Certain sections might seem skim-worthy if you're not actually having sex. Some of it also seems a wee bit basic...I would assume that if you're going to pick up this book, you probably know that fat people don't all smell bad or are desperate (there's a section debunking common fat myths). But, I could be wrong about that. Here are my favorite parts/parts I found the most interesting:
  • Section on asexuality! It's well-done, it includes quotes from asexuals ourselves, and it's included in a chapter with all the other sexual orientations. YEAH!
  • What Hanne says are her two main take-aways: "Stop putting your life on hold" (until you're thin...or anything else, really) and "Don't expect love and sex to heal your entire life" (pgs 26 & 27).
  • A discussion of weight distribution/shape, and how this affects perceptions of someone's sexuality and gender. For instance, a pear-shaped man is quoted as saying that people just assume he's gay because his shape is traditionally considered "womanly". Apparently, apple-shaped women (that's me, I guess) "may feel like they are sexually invisible" (36). You know...I think there's some truth to that. I do have breasts, but I don't have much in the way of hips, butt, or thighs. When I was slightly heavier, I had no defined waist. I am rarely approached by anyone in a sexual manner. From hourglass-shaped asexual women, I hear different stories.
  • Good stuff about body image and acceptance. Hanne suggests this exercise: "Try finding something to compliment in every fat person you see (72)". (You don't have to say the compliment out loud unless you want to.) I can tell you, this kind of exercise really works, and it can improve your whole mood for the day. We can often be really judgmental of other people's appearances, sometimes without even realizing it ("she's wearing that?"). To change that casual criticism into something positive can be a powerful thing to do for ourselves, even (especially) if the other person doesn't know what the heck we're thinking.
  • Responses to rude comments about size. This one amused me the most: "Why am I so fat? Because every time I fuck your mom, she bakes me a pie." Of course, it hinges on someone yelling, "Why are you so fat?", but in the event that it'll be ready. (More comeback ideas...and I want all her clothes.)
Happy 2012, folks! My resolution will be to not end posts with bullet points.


Jessica said...

The "don't put your life on hold" aspect really speaks to me. Dissatisfaction with who I am is often not a good motivator for improvement, but rather an easy way to defeat myself.

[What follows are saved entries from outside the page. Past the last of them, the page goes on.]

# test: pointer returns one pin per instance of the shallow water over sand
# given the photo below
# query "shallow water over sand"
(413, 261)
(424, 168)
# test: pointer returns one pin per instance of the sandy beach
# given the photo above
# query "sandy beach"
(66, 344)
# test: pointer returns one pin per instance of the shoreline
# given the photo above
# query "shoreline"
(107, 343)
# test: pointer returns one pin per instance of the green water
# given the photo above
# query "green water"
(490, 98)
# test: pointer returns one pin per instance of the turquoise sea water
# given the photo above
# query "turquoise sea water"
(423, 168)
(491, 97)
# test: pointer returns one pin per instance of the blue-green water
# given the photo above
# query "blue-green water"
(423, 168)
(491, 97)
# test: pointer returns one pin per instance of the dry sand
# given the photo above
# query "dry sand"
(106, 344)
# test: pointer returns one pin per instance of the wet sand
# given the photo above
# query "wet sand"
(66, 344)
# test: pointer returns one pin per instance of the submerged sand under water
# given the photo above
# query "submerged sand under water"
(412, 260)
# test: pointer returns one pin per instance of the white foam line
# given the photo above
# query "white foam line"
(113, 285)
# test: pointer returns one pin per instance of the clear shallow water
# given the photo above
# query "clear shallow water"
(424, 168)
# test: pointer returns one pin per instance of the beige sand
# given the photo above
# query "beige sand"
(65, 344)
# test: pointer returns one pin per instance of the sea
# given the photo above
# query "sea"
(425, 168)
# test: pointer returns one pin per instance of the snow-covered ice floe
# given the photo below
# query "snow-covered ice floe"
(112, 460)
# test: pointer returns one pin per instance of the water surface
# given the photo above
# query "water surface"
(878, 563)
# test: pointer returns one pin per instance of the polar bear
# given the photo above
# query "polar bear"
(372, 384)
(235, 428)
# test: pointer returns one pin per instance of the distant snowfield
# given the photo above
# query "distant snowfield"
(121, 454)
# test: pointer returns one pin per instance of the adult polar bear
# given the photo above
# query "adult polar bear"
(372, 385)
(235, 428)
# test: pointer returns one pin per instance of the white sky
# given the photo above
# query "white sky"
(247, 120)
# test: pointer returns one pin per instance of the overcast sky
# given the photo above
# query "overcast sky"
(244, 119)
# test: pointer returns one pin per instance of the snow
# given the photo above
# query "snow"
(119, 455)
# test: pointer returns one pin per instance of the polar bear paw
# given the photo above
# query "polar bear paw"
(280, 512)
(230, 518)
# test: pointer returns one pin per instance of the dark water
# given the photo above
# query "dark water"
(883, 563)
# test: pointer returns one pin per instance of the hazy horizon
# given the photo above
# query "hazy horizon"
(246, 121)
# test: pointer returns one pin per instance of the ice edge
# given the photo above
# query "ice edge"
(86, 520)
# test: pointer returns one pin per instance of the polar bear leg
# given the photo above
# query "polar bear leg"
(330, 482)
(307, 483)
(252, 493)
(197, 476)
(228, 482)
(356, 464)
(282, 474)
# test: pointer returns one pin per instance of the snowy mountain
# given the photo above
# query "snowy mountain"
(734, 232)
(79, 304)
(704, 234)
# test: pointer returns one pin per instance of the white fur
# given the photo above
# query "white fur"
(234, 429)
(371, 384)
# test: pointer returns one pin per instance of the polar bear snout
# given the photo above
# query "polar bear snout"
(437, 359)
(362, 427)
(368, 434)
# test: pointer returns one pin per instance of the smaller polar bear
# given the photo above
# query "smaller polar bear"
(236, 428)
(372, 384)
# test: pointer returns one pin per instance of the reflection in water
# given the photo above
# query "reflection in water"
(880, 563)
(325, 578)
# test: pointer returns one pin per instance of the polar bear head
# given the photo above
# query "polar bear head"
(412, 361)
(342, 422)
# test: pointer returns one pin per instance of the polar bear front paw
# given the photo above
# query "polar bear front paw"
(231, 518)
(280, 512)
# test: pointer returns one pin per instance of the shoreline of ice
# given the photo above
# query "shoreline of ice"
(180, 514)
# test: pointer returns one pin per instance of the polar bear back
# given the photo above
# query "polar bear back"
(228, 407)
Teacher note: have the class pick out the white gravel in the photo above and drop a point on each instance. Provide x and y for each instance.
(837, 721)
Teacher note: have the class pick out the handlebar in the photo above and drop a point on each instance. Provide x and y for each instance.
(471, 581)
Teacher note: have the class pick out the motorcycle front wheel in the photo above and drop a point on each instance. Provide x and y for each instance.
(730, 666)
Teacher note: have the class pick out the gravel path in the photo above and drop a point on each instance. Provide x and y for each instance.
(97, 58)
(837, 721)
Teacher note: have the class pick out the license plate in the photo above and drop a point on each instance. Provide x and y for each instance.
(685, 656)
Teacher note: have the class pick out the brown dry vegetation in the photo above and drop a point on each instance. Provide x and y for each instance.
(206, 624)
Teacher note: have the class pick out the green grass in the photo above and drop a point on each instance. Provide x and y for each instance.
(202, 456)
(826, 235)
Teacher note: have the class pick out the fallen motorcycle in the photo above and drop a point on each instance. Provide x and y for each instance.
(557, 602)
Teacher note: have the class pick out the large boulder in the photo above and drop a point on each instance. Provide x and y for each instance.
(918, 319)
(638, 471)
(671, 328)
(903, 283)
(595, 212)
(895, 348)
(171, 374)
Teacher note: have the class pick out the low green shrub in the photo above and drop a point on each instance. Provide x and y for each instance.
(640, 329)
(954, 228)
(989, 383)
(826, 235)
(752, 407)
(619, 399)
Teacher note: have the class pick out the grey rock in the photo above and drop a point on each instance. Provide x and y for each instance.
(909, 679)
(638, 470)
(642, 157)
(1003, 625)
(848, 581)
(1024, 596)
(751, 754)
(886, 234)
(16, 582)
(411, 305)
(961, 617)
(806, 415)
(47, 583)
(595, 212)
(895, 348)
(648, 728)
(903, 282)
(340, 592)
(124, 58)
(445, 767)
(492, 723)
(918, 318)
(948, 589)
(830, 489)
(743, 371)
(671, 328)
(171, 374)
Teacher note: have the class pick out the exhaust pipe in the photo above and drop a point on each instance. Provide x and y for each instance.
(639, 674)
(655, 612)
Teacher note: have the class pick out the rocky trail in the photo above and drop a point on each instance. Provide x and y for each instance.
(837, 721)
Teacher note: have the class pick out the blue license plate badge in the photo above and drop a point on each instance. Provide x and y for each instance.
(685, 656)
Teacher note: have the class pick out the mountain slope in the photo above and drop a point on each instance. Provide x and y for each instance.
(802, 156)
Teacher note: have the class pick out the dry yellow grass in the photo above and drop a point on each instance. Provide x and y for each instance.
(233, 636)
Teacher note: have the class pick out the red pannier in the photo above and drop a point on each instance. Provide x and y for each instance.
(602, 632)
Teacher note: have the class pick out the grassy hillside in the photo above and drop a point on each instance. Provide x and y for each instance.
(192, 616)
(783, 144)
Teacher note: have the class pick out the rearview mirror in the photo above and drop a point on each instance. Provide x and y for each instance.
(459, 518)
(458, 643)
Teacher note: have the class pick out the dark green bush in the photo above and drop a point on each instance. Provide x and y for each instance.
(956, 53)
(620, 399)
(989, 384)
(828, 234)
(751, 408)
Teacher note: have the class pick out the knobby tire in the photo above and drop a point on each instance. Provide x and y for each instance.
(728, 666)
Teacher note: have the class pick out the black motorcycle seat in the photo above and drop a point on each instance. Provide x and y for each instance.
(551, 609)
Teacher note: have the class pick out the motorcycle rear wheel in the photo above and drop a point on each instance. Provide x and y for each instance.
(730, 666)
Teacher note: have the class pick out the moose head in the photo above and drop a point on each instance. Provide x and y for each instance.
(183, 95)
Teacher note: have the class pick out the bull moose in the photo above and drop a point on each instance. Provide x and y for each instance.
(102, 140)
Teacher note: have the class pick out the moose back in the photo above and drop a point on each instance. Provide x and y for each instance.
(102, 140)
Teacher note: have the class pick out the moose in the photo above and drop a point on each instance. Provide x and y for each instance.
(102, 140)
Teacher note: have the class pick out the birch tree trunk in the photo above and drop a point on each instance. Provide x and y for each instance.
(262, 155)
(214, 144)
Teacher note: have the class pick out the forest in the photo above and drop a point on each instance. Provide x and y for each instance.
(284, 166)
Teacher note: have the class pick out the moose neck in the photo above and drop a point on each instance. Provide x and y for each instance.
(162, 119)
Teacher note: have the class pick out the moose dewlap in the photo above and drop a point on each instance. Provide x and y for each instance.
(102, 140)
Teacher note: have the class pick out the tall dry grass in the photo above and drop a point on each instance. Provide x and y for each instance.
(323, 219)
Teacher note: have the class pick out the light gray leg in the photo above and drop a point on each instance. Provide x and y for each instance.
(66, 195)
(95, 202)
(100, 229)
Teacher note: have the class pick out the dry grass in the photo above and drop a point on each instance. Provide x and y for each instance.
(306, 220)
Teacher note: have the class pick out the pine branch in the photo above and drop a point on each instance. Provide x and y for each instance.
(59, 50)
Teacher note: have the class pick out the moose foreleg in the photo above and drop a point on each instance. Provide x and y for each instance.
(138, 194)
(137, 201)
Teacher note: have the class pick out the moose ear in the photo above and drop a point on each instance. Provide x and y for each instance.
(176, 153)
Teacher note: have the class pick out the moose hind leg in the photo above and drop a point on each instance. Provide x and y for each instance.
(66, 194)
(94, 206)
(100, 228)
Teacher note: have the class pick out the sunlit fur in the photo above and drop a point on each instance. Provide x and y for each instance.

There's this excellent Anne Lamott quote that I think of a lot: "Nothing outside of you is going to fix you or make you happier. That's going to have to be an inside job." I'm paraphrasing there, but that's the gist. That idea really opened my eyes.

That link to the Kate Harding piece was fantastic, thanks so much for sharing it.

Sara K. said...


Off-topic, but I am *finally* starting my own asexy blog, and I would very much appreciate joining your homies (I am very new to this blogging thing and I expect it will take me a little time to get a hang of it all, so the first few weeks might be ... chaotic).

-Sara K.

Ily said...

@Jessica: It's so true, negative or punishing motivation never works when it comes to making positive changes. Even though I know this, sometimes I still try to "motivate" myself like it's good to remind myself often that there are better ways. You're welcome for the link, I'm glad you liked it.

@Sara: Welcome to the blogosphere! I'll add you to my list.